あっという間に解決した件
「ところで、猫は元気か?」
たぶん、プリンを見ていて思い出したんだろうな。
「元気だよ。ああそうだ、プリンの首輪……姉さん喜んでた」
少し前、三毛猫の方を連れて駿河の家を訪ねた帰り、彼はプリンに首輪をプレゼントしてくれた。
淡いブルーのリボン。
いい色ね、と姉は喜んだ。
首輪、でなんとなく周は思い出した。
「そういえばさ……髪に挿すかんざしってあるじゃん?」
駿河が手を止める。
うちの姉にプレゼントしたことある? なんてことを訊けるほど、周も無神経ではない。
「あれって、買うといくらぐらいするのかな」
少しの間、彼は無言だった。
何か悪いことを訊いたのだろうか?
それからしばらくして返ってきた答えは、
「さぁな」
と、至って素っ気ない。
割と最近の話だが、姉が大切にしていたかんざしを失くしたと、ひどく落ち込んでいた。
「うちの姉さんがさ……大切にしてたかんざしを失くしたらしくて」
「……大切にしていた?」
駿河はすっかり手を止めている。
「え、あ……うん。

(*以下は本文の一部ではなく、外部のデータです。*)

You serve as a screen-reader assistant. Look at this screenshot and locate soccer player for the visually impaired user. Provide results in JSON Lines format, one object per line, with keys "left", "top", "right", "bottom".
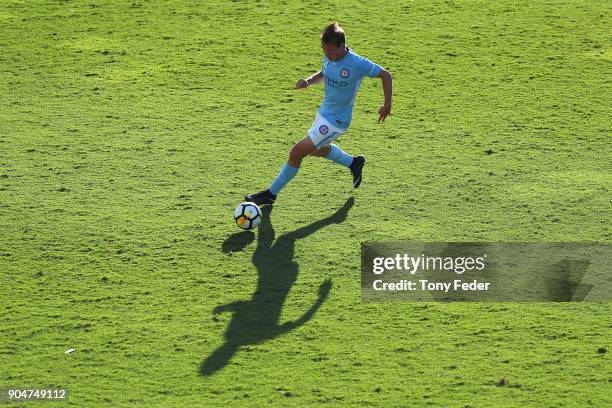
{"left": 246, "top": 22, "right": 392, "bottom": 205}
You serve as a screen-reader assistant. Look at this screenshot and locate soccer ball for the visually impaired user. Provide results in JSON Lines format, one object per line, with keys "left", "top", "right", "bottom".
{"left": 234, "top": 202, "right": 262, "bottom": 230}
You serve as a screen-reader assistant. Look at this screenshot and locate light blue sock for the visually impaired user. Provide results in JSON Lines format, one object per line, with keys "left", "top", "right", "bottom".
{"left": 268, "top": 162, "right": 299, "bottom": 195}
{"left": 325, "top": 144, "right": 353, "bottom": 168}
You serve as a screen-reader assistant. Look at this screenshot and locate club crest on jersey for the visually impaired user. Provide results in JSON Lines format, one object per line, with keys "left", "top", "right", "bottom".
{"left": 319, "top": 125, "right": 329, "bottom": 135}
{"left": 340, "top": 68, "right": 350, "bottom": 78}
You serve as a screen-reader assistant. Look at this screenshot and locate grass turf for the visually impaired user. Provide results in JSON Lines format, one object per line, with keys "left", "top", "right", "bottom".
{"left": 0, "top": 0, "right": 610, "bottom": 406}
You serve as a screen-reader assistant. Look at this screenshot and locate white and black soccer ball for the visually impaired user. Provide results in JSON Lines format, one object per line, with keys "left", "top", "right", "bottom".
{"left": 233, "top": 202, "right": 262, "bottom": 230}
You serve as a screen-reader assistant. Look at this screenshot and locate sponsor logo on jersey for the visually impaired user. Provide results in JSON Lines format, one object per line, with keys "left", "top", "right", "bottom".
{"left": 324, "top": 76, "right": 348, "bottom": 88}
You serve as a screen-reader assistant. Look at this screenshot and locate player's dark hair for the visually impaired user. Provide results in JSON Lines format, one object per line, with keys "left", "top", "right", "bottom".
{"left": 321, "top": 22, "right": 345, "bottom": 47}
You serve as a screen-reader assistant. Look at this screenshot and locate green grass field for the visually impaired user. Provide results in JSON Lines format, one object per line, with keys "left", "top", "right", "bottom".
{"left": 1, "top": 0, "right": 610, "bottom": 406}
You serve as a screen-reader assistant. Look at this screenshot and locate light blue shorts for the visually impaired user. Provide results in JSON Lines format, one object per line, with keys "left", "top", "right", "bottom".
{"left": 307, "top": 113, "right": 347, "bottom": 149}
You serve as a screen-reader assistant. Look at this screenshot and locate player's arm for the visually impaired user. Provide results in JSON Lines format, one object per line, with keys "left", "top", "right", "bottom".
{"left": 295, "top": 71, "right": 323, "bottom": 89}
{"left": 377, "top": 68, "right": 392, "bottom": 123}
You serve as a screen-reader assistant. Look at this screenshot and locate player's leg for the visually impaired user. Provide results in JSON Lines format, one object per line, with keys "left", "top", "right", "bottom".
{"left": 268, "top": 137, "right": 315, "bottom": 194}
{"left": 287, "top": 136, "right": 317, "bottom": 167}
{"left": 309, "top": 145, "right": 332, "bottom": 158}
{"left": 311, "top": 143, "right": 366, "bottom": 188}
{"left": 308, "top": 117, "right": 366, "bottom": 188}
{"left": 245, "top": 137, "right": 316, "bottom": 205}
{"left": 322, "top": 144, "right": 353, "bottom": 167}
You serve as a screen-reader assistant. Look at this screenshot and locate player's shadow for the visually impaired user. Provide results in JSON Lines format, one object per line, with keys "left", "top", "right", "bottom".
{"left": 200, "top": 197, "right": 354, "bottom": 376}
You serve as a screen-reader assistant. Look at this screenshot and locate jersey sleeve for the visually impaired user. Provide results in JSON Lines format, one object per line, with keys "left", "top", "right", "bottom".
{"left": 356, "top": 56, "right": 382, "bottom": 78}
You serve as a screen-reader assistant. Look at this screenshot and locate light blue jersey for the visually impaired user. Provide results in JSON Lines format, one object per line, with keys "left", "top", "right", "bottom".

この世の終わりみたいな顔で落ち込んでたから……それで、代わりを買ってやろうかと」
「どんなものだ?」
なんか尋問されてる?!
「確か、金色の棒の先にピンク色のパールみたいな……」
見なかった? と、姉から何度も同じことを訊かれて、周もいい加減、見たこともないかんざしの形状を覚えてしまった。
「本当なのか?」
「嘘なんかついてどうするんだよ」
「……なくなったのは、いつからだ?」
そう言われて記憶を辿ると、思い出した。
「なんとか先生を励ます会、とかいうパーティーに行った日かな」
周は釈然としないものを感じた。
だが一方の駿河はどこか嬉しそうな、ほっとしたような様子である。
それから、
「ありがとう……」
ありがとう? なんでお礼を言われるんだろう。
不思議に思ったが、悪い気はしなかった。
「なぁ……」
周は無表情な男の横顔をじっと見つめていて、ふと思ったことを口にした。
「仕事、忙しいのはわかるけど……あんまり無理すんなよ?」
姉さんが心配するから、と声には出さなかったが胸の内で呟いた。
俺もだけど。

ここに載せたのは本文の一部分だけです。